Bien sûr, il est parfaitement loisible de s'opposer au projet de loi sur le
mariage
homosexuel présenté par le gouvernement Ayrault. Le changement symbolique
est d'importance, il rompt avec une tradition millénaire et chacun peut
s'interroger à bon droit sur ses conséquences sociales ou psychologiques,
notamment pour les enfants des futurs couples d'homos mariés. Encore faut-il
présenter le texte sous son vrai jour. Il y a d'abord la propagande grossière,
telle que la propage Frigide Barjot, cette militante du strass et du goupillon,
qui vient sur tous les plateaux de télévision clamer qu'on étouffe le débat. Il
n'a jamais été question de remplacer dans le Code civil les mots "père" et
"mère" par les appellations "parent 1" et "parent 2". Le terme n'apparaît
évidemment en rien dans le projet de loi du gouvernement. Pourtant l'expression,
destinée à effrayer les gens de bonne foi, continue à courir. Il y a ensuite
l'intitulé même de la principale association hostile au mariage pour tous :
"Pour l'humanité durable", détournement de l'expression écologiste
"développement durable". Si l'on comprend bien, l'instauration du mariage pour
tous menacerait donc non une institution mais le devenir de l'humanité tout
entière. L'homosexualité reconnue dans ses droits fragiliserait le genre humain,
ni plus ni moins ! Aucune homophobie, bien sûr, dans cette accusation
outrancière...
Apolitique ?
La lecture du manifeste de l'association, signé par Frigide Barjot, est éclairante. On y trouve, par exemple, l'exigence du "respect de la vie de la conception à la mort naturelle", c'est-à-dire la condamnation de la loi Veil sur l'interruption de grossesse comme celle de la loi Leonetti sur la fin de vie. On y trouve aussi l'affirmation selon laquelle "l'humanité durable" repose sur le respect "des fondements de notre civilisation judéo-chrétienne" ; autrement dit, "l'humanité durable" n'est pas seulement menacée par les homosexuels mais aussi par les athées et les musulmans. En dépit de cette profession de foi clarissime, Frigide Barjot et ses épigones continuent d'affirmer que leur mouvement, soutenu essentiellement par l'Eglise catholique et l'UMP, est apolitique et non confessionnel ! Non confessionnel, en effet, c'est-à-dire plus rigide que la version la plus rigide de la doctrine catholique. Apolitique, en effet, c'est-à-dire ni de gauche... ni de gauche.Un bouleversement du mariage tout entier ?
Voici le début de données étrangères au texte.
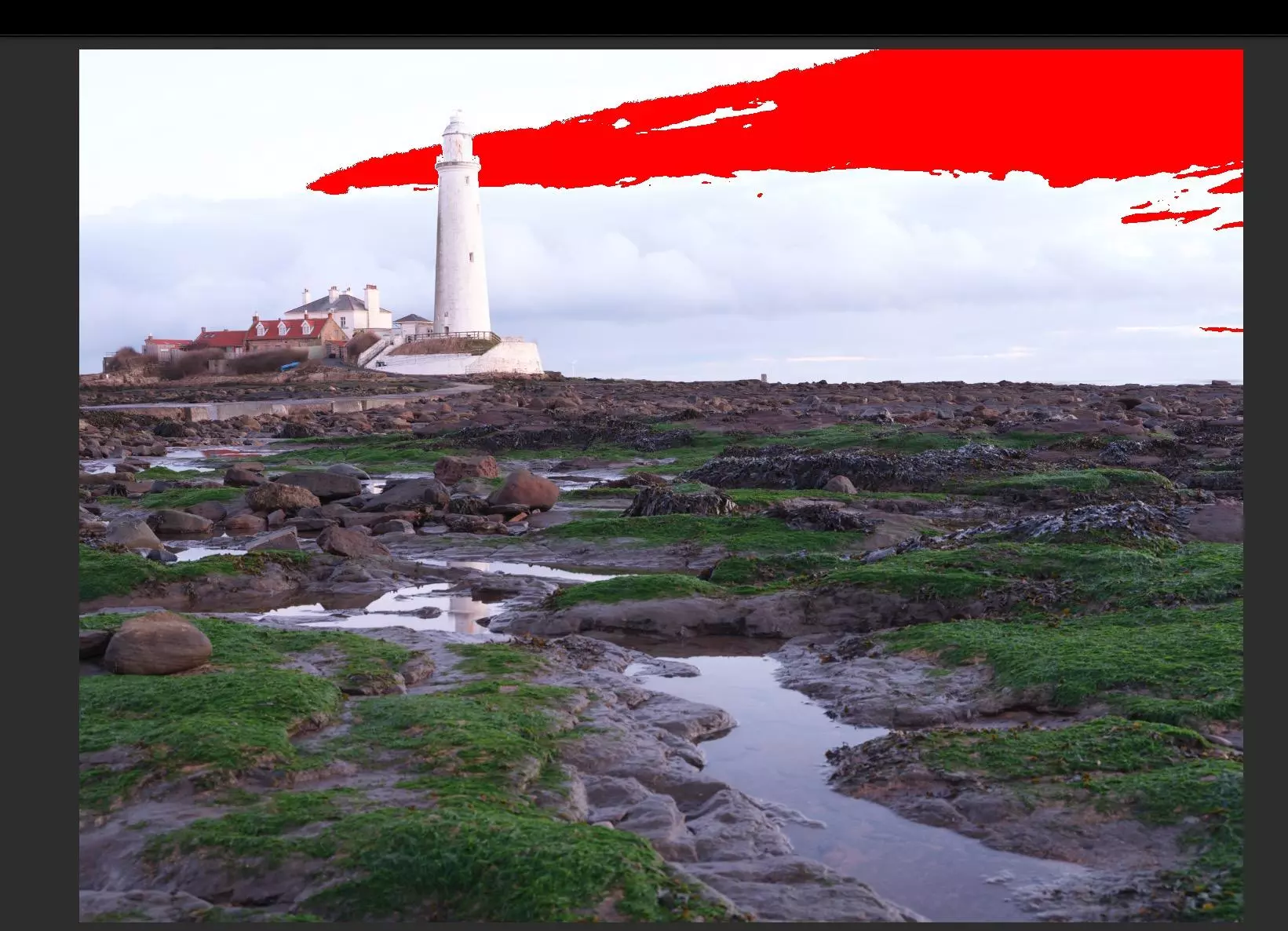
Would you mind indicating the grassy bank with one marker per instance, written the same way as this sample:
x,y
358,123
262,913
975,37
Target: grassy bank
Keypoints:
x,y
392,452
735,533
473,845
104,573
218,725
1155,773
1171,666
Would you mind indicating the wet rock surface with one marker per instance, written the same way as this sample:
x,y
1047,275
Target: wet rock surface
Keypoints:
x,y
640,766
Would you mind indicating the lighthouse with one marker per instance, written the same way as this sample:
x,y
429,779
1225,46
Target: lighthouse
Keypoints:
x,y
460,281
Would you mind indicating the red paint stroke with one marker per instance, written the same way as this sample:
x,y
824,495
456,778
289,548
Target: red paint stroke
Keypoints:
x,y
1217,170
1065,115
1184,217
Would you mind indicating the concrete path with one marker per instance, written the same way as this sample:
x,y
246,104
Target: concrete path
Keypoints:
x,y
224,410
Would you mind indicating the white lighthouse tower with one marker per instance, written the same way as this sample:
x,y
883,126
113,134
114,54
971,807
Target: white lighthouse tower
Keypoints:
x,y
460,279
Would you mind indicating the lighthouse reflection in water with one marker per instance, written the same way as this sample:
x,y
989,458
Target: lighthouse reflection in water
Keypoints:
x,y
421,607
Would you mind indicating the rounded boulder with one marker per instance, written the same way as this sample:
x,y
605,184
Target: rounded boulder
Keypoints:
x,y
156,644
275,496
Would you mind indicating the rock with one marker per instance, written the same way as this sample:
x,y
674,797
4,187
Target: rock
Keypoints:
x,y
410,495
132,532
349,544
452,469
210,510
170,522
839,483
394,526
286,539
522,487
273,496
326,486
352,472
821,517
472,523
243,524
243,478
94,643
156,644
797,890
311,524
652,501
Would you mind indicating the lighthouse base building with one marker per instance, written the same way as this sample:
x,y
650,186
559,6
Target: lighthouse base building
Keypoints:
x,y
462,340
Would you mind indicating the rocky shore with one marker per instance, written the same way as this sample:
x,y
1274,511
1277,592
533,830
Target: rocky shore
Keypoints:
x,y
1033,590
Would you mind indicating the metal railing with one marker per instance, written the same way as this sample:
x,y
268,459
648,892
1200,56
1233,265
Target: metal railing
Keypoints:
x,y
486,335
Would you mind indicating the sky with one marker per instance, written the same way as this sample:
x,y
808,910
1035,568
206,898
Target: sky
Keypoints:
x,y
193,213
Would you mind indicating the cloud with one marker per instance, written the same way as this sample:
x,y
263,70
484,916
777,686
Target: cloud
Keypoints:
x,y
864,275
834,358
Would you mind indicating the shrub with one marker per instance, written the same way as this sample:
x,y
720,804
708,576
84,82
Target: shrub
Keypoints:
x,y
126,360
359,344
258,363
187,363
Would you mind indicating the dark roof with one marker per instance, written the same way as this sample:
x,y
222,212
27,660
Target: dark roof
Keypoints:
x,y
344,303
219,339
294,330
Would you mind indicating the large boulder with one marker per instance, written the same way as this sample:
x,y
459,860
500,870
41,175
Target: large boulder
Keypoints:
x,y
210,510
345,469
178,522
273,496
243,478
132,532
93,643
243,524
839,483
522,487
325,486
156,644
452,469
411,494
286,539
349,544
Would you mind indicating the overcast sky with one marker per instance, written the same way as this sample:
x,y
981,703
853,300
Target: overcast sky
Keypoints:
x,y
193,213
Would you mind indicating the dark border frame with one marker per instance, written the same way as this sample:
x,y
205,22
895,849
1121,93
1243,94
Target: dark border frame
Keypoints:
x,y
42,86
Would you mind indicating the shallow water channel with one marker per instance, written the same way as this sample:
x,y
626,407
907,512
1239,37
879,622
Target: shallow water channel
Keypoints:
x,y
777,754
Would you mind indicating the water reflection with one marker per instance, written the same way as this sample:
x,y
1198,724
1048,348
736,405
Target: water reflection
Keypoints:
x,y
456,612
777,752
532,569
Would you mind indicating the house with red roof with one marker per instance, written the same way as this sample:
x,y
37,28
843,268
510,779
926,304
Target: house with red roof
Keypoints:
x,y
319,336
162,351
229,341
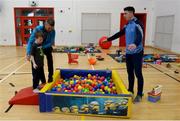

Venons-en au fond. La réforme est symboliquement importante, chacun en est d'accord. Mais les opposants vont beaucoup plus loin. Il s'agit, selon leurs propres termes, d'un "bouleversement anthropologique historique" éminemment néfaste. Sous cette bannière, Frigide Barjot tente de faire croire à l'opinion que c'est le mariage tout entier qui est jeté bas. C'est là que réside le mensonge principal. Quiconque lira le projet de bonne foi constatera que les principes régissant le mariage, en dehors de l'admission des homosexuels, ne sont en rien modifiés. Il s'agit des mêmes dispositions, du même esprit, de la même fonction sociale. On fait tout un plat du remplacement des mots "père et mère" par le mot "parents". Or celui-ci désigne évidemment, pour les couples hétéros, c'est-à-dire pour l'immense majorité des parents... le père et la mère. Le changement ne concerne que les homosexuels, qui seront admis à la qualité de parents mariés, droit qui leur est jusqu'à présent dénié. Pour les autres, rien ne change.On remarquera que dans son article le plus connu (art. 212) - "Les époux se doivent mutuellement respect, fidélité, secours, assistance" - le Code actuel emploie un vocable collectif, "époux", pour désigner le mari et la femme. Citons l'article suivant (213) : "Les époux assurent ensemble la direction morale et matérielle de la famille, ils pourvoient à l'éducation des enfants et préparent leur avenir". Cette fois le mot "époux" désigne le père et la mère. En quoi cet usage introduit-il une "indifférenciation des sexes" ou une "négation des rôles respectifs du père et de la mère" ? En rien, évidemment. Alors pourquoi faire croire que l'introduction du mot "parents" pour remplacer "père et mère" bouleverse le mariage hétérosexuel ? La réforme ne modifie pas le droit du mariage pour les hétéros. Elle se contente de l'appliquer aussi aux homosexuels. Ni plus ni moins. Une fois la réforme entrée en vigueur, les mariages continueront à être célébrés exactement comme aujourd'hui pour les hétérosexuels, c'est-à-dire pour l'immense majorité des époux, comme en Espagne ou au Portugal, pays catholiques qui ont manifestement survécu à cet ébranlement "anthropologique".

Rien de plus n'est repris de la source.